Through a statement, Harrison and the Jamison family expressed their opposition to Joyner’s early release:

“After the news that Joyner was granted parole, Sarah Jamison’s family knew the day would come when Joyner would be released. Thankfully the family had time to prepare themselves mentally and emotionally for this date.

“However, the family and I remain absolutely opposed to his release. Joyner was tried by a jury and convicted of Murder and Attempted Rape. He received a sentence of Life plus 10 years. He has made no public expression of remorse.

“We have no information that he has changed in any way. After reading the transcripts of his interviews and the statements of the witnesses in this murder case, one fact remained clear: Gregory Joyner is a cold-blooded killed.

“I pray that he has changed. Citizens of this Commonwealth should not have to live in fear that he hasn’t. I renew my call for more transparency and accountability of the Virginia Parole Board.”

The Virginia Parole Board would not comment on individual cases, but the head of the board, Tonya Chapman, sent the following statement to ABC 13 News last December:

“The Virginia Parole Board’s monthly decisions are published on the Parole Board’s public website in accordance with Virginia Code 53.1-136 (6).
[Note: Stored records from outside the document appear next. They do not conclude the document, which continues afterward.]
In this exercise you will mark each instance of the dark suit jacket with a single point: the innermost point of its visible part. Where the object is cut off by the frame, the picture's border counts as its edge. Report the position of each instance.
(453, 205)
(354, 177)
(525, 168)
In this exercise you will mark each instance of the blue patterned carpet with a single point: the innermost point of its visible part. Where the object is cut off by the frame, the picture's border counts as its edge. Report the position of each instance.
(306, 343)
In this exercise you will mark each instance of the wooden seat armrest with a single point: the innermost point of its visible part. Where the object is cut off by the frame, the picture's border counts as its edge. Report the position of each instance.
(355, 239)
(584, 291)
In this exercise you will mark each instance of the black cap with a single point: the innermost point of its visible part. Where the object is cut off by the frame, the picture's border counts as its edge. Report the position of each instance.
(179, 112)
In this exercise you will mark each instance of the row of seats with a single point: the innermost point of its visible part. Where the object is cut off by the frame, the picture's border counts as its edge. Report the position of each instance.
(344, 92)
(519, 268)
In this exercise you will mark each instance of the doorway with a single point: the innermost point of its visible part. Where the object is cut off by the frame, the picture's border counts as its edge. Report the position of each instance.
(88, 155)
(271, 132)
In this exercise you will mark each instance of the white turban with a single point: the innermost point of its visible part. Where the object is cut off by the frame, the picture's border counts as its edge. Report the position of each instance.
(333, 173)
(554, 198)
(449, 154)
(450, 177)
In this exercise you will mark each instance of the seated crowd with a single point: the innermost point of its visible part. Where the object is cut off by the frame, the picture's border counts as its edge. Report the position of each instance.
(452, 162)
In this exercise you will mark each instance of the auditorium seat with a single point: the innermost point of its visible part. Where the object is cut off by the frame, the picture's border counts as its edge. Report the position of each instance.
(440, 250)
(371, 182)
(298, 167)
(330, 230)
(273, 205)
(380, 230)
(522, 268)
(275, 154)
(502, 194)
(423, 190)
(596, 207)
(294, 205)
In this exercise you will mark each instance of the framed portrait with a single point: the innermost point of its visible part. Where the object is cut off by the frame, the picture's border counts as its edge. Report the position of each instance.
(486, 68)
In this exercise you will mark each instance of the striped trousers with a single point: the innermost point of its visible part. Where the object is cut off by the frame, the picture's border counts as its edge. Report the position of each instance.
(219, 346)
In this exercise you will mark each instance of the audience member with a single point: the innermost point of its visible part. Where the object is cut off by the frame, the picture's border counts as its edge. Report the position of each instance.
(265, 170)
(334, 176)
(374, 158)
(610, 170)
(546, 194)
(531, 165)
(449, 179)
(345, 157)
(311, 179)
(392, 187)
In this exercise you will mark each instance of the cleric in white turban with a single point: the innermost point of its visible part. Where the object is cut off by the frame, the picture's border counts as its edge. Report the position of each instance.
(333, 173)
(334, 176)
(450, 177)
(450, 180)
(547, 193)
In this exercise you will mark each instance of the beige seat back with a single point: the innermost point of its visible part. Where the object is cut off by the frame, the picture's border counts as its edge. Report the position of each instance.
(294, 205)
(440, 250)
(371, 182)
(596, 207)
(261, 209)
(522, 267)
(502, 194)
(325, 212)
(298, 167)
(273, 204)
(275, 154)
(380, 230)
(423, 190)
As noted on the website, the Parole Board does not provide information as to individual parole decisions in response to questions submitted through the online contact form.

“As such, the Parole Board will not provide further comment to media requests for details on individual cases.

“Since parole was abolished about 25 years ago, the remaining offenders that are eligible for discretionary parole are generally convicted of serious offenses. These are very difficult cases and the Parole Board does not take lightly the responsibility to ensure that each release is compatible with public safety.

“Each Parole Board member has an independent vote with unique reasoning as to why they vote to grant or not grant a case. The Board takes many factors into consideration when voting a case.

“These factors include, but are not limited to: criminal history, victim input, age at time of offense, institutional adjustment, medical/mental health, pre-sentence report and sentencing information, time served, home plan, offender support, offender opposition, and risk assessment.

“Every case is unique with its own individual set of circumstances and each case must be viewed comprehensively.”

Darrel Gallier, Jamison’s brother-in-law, told WDBJ7:

“How did the parole board come up with the decision that this rapist and murderer has been rehabilitated?

“When you have an individual that lures a 15-year-old girl from her home in the middle of the night, rapes her, strangles the life out of her, and buries her in a shallow grave in the woods beside her home and when he was caught was found with different girls’ panties between the mattress in his bedroom, he is a danger to the young girls and should never get the chance to do this again to another young lady.

“He is a predator and I do not see any rehabilitation for that kind of behavior.

“I have a close relative that is in prison right now on marijuana charges and has already served 4 years out of 6 years and there is no talk about giving him early parole, but we can let murderers back out on the street. This is just nonsense.”